Elles ont finalement découvert les raisons pour lesquelles les enfants n’étaient pas à l’école : une de ces raisons était l’âge. « Beaucoup de parents ne voulaient pas que leur enfant de 12 ans soit en classe avec un élève de 8 ans. Leur enfant aurait été embarrassé et ne se serait pas senti à sa place. Mais ces enfants venaient de manquer trois ou quatre ans de scolarité, ils ne pouvaient pas aller dans une classe régulière avec des élèves de 12 ans », ajoute Rawan.
Fatima poursuit : « Dans les centres Makani, nous avons des programmes d’apprentissage accélérés, les enfants peuvent donc rattraper les élèves de leur âge. Les premiers enfants à fréquenter les centres Makani sont devenus nos plus fiers ambassadeurs auprès de leurs amis. Nous avons organisé des fêtes avec des chapeaux et des t-shirts, et avons parlé des centres à tout le monde.

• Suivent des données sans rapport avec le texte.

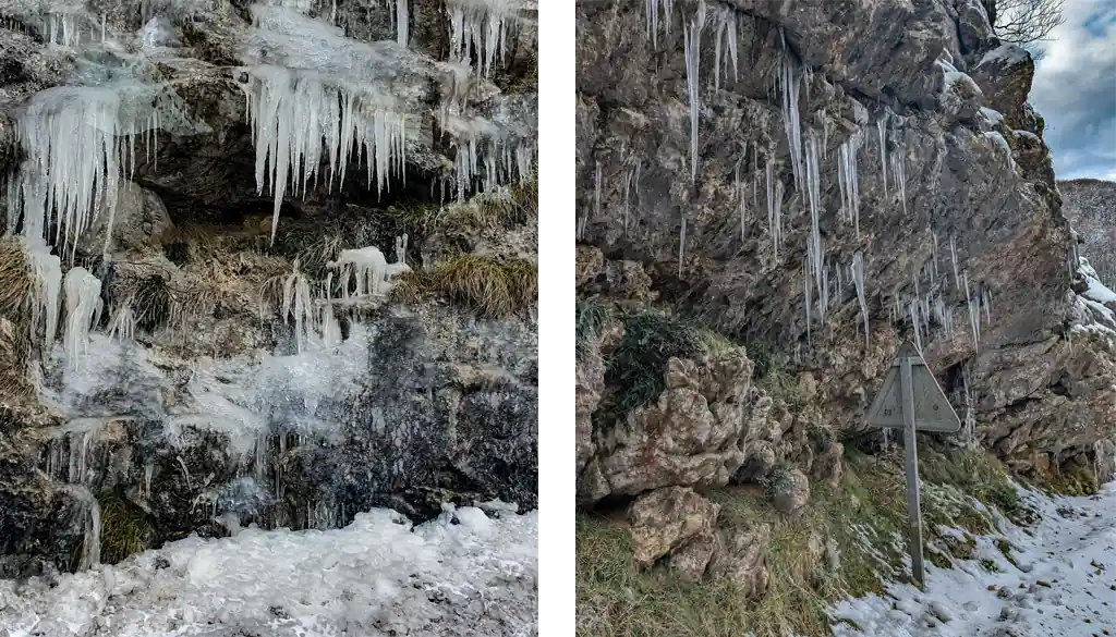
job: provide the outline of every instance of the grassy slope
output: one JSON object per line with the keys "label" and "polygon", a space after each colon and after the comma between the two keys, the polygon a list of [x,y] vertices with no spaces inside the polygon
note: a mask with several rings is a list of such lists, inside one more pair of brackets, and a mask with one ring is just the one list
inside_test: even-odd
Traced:
{"label": "grassy slope", "polygon": [[[910,577],[902,570],[906,524],[902,459],[869,457],[850,452],[844,483],[836,491],[814,485],[807,512],[790,520],[779,515],[754,489],[725,488],[708,495],[723,505],[722,522],[764,521],[773,533],[768,558],[768,593],[745,601],[719,582],[686,586],[667,572],[638,572],[622,520],[579,514],[577,520],[577,634],[583,637],[711,636],[756,637],[828,635],[826,608],[844,596],[882,589],[884,579]],[[965,534],[939,532],[944,525],[988,533],[995,514],[1024,521],[1003,469],[982,451],[927,450],[923,471],[923,520],[927,559],[939,566],[966,559]],[[810,563],[811,533],[831,537],[840,567],[827,572]],[[816,559],[816,558],[815,558]],[[821,560],[819,560],[820,562]]]}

Nous accueillons beaucoup plus d’enfants aujourd’hui ».
Et ce n’est pas étonnant : les centres Makani sont des endroits extraordinaires. En plus de lire et d’écrire, les enfants peuvent y pratiquer le karaté, créer des mosaïques et jouer au soccer. La ministre du Développement international du Canada, Marie-Claude Bibeau, a visité avec un bel entrain la classe de karaté... pas de doute, elle s’y connaît! De mon côté, j’ai aidé un jeune garçon lors d’un atelier de mosaïques, pour ensuite le voir réparer patiemment le gâchis que j’avais fait de son travail...!
« Évidemment, ces ateliers sont bien plus que du jeu. Ils font partie du soutien psychosocial dont ces jeunes ont besoin. Plusieurs d’entre eux souffrent de traumatismes engendrés par ce qu’ils ont vécu, ce qui se traduit par de la violence et des comportements inappropriés. Nous utilisons ces jeux pour les aider à acquérir des habiletés d’adaptation, à apprendre à jouer ensemble et à utiliser des moyens non violents pour s’exprimer », explique le Canadien Rob Jenkins, un représentant d’UNICEF Jordanie.

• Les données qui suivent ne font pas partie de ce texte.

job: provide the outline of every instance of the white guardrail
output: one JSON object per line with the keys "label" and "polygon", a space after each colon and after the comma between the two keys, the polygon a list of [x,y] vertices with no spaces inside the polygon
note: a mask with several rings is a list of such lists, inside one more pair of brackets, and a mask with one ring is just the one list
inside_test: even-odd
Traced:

Les centres Makani préparent de plus en plus d’enfants pour l’école régulière. Une mère nous désigne un de ces enfants, une fillette d’environ neuf ans. « Leyla est venue au centre Makani et maintenant elle va à l’école. Elle a commencé la semaine dernière, et depuis, elle porte son uniforme scolaire jour et nuit. Elle ne veut plus l’enlever! »
Il y a un an, le gouvernement du Canada annonçait qu’il jumèlerait tous les dons faits aux organismes de bienfaisance canadiens pour venir en aide aux Syriens et Syriennes dans la région. Le Fonds de secours d’urgence pour la Syrie a recueilli plus de 30 millions de dollars. Il a été confié à l’UNICEF pour soutenir les centres Makani et pour tenir des campagnes d’éducation et de vaccination en Syrie. Nous avons une grande responsabilité envers les donatrices et donateurs canadiens et envers les enfants et les familles qui essaient de rebâtir leur vie. Si le travail attentionné, inclusif et sensible que j’ai observé en témoigne, la confiance accordée à l’UNICEF ici en Jordanie a été très bien placée.

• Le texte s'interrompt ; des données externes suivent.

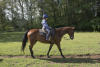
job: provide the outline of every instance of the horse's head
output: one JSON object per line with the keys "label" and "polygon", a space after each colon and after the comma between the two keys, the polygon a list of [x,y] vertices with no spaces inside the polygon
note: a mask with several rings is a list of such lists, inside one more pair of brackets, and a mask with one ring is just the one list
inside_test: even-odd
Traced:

David Morley est le président et chef de la direction d’UNICEF Canada. Il a récemment accompagné la ministre du Développement international Marie-Claude Bibeau en Jordanie, afin de constater le travail effectué dans le cadre du programme de l’UNICEF pour les enfants syriens réfugiés, qui est soutenu par le Fonds de secours d’urgence pour la Syrie. UNICEF Canada remercie le gouvernement du Canada pour son généreux soutien.